The Honorable Stacey Abrams is a New York Times best-selling author, serial entrepreneur, non-profit CEO, and political leader. In 2018, after serving for eleven years in the Georgia House of Representatives –
seven as Minority Leader – Abrams became the Democratic nominee for Governor of Georgia. She made history by winning more votes than any other Democrat in the state’s history and being the first black woman to become the gubernatorial nominee for a major party in the United States.

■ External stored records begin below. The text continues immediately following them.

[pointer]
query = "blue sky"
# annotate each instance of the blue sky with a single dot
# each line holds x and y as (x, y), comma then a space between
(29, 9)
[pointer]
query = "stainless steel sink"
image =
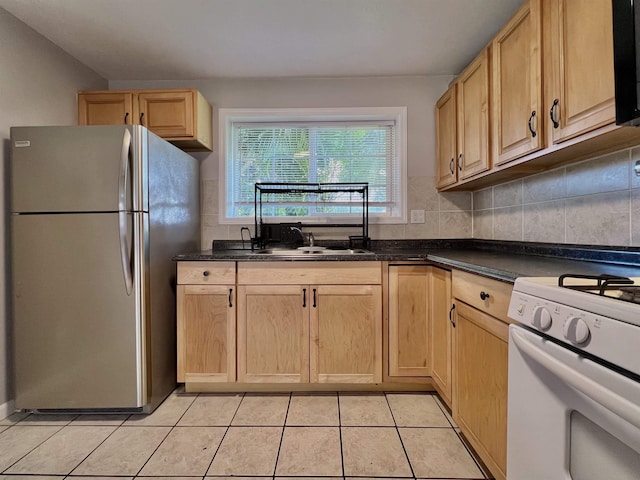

Stephanie Cho is the Executive Director for Asian Americans Advancing JusticeAtlanta, the first nonprofit legal advocacy organization dedicated to advancing, protecting, and defending the AAPI (Asian American & Pacific Islander) and AMEMSA (Arab, Middle Eastern, Muslim, South Asian) communities in the Southeast. Cho has been a community organizer, program director for LGBTQ youth programming, director of training for a national fellowship program, a labor organizer, and organizational consultant.
Thrive SS, created by three black SGL (samegender-loving) men living with HIV to create a sense of belonging and community for other positive black SGL men in the South, implements innovative solutions to improve support and linkage to HIV care. The model, designed by the founders based on their own lived experiences with input from others in the community, is a 3-tiered support approach coupling 24-hour online support with 4 in-person support meetings allowing continued assessments and opportunities to link to needed services.
If you know or see any of this year’s outstanding Grand Marshals, make sure to congratulate them on this well-deserved recognition and thank them for their work serving Georgia’s diverse LGBTQ community!